Pero cuando volví a casa, me quedé preocupada, como con una piedra en el pecho. Así que al día siguiente, revisé por casa todo lo que podía donar y, sin pensármelo más, se lo llevé a Lucía: ropa, juguetes que ya no usaban mis hijos lo que tenía. Desde ese momento, no solo yo, también otros primos y tíos empezamos a ayudarle. Unos traían ropa para la peque, otros incluso zapatos nuevos casi sin estrenar. Los vecinos también se volcaron: que si aceite de oliva, fruta del mercado, galletas, patatas, arroz Lo esencial, vamos. Hacíamos lo que buenamente podíamos para que Lucía y su familia salieran a flote. A su marido apenas lo veíamos por la casa, así que supusimos que el hombre se mataba a currar.

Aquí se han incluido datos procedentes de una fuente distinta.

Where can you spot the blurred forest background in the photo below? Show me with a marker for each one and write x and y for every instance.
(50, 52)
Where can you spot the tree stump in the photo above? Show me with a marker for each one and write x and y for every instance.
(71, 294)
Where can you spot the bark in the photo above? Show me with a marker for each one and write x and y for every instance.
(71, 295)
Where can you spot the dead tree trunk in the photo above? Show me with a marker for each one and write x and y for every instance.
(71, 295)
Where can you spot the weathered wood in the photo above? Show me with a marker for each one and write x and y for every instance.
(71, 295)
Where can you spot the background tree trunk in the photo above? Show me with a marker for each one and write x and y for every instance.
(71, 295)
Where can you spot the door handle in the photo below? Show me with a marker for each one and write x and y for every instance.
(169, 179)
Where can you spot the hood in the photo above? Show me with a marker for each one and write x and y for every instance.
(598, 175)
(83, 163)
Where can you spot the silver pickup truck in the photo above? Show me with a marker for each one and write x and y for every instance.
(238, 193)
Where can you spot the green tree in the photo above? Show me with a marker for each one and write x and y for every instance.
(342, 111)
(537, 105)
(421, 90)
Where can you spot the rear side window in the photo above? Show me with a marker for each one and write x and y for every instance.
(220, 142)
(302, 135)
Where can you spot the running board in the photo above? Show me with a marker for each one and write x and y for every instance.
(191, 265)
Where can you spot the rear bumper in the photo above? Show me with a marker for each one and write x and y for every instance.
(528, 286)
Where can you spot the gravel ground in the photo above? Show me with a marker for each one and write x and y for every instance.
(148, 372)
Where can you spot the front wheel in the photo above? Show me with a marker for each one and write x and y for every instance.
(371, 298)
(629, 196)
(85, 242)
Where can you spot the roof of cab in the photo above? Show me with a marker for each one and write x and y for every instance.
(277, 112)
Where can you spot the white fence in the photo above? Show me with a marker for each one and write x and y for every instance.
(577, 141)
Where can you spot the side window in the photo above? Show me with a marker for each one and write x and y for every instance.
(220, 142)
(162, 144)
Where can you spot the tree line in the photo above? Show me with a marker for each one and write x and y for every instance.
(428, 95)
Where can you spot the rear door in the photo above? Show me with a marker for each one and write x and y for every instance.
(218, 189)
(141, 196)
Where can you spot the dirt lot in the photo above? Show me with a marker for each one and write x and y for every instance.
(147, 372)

Pues bien, un día, en vez de ir por la tarde, fui a verla temprano, antes del curro. Al llegar a su portal, me quedé de piedra: allí había aparcado un coche enorme, último modelo, y con matrícula de este año. Se notaba que valía un dineral. En ese momento salió el marido de Lucía, se montó en el coche y se fue pitando. En cuanto subí con Lucía, no me aguanté y le pregunté por el coche. Me explicó, medio avergonzada, que lo habían sacado a plazos, que fue un préstamo y que aún estaban pagándolo.
Te juro que me quedé ojiplática, y le solté: ¿En serio, Lucía? ¿No tenéis ni para pasar el mes y os metéis en un coche así a crédito? Todos pensábamos que estabais ahogados, y resulta que vais tirando de la ayuda de la familia mientras conducís ese cochazo. Ahí caí en la cuenta de que, quizá, la ayuda que habíamos dado no se estaba gastando como creíamos.
A partir de ese día, decidí alejarme un poco de Lucía y les conté la situación al resto de la familia. Pensé que se merecían saber a dónde había ido todo el apoyo, el esfuerzo y los euros que habíamos puesto estos meses. La verdad, fue una decepción, pero también aprendí que a veces hay que mirar un poquito más allá antes de lanzarnos a ayudar sin preguntar.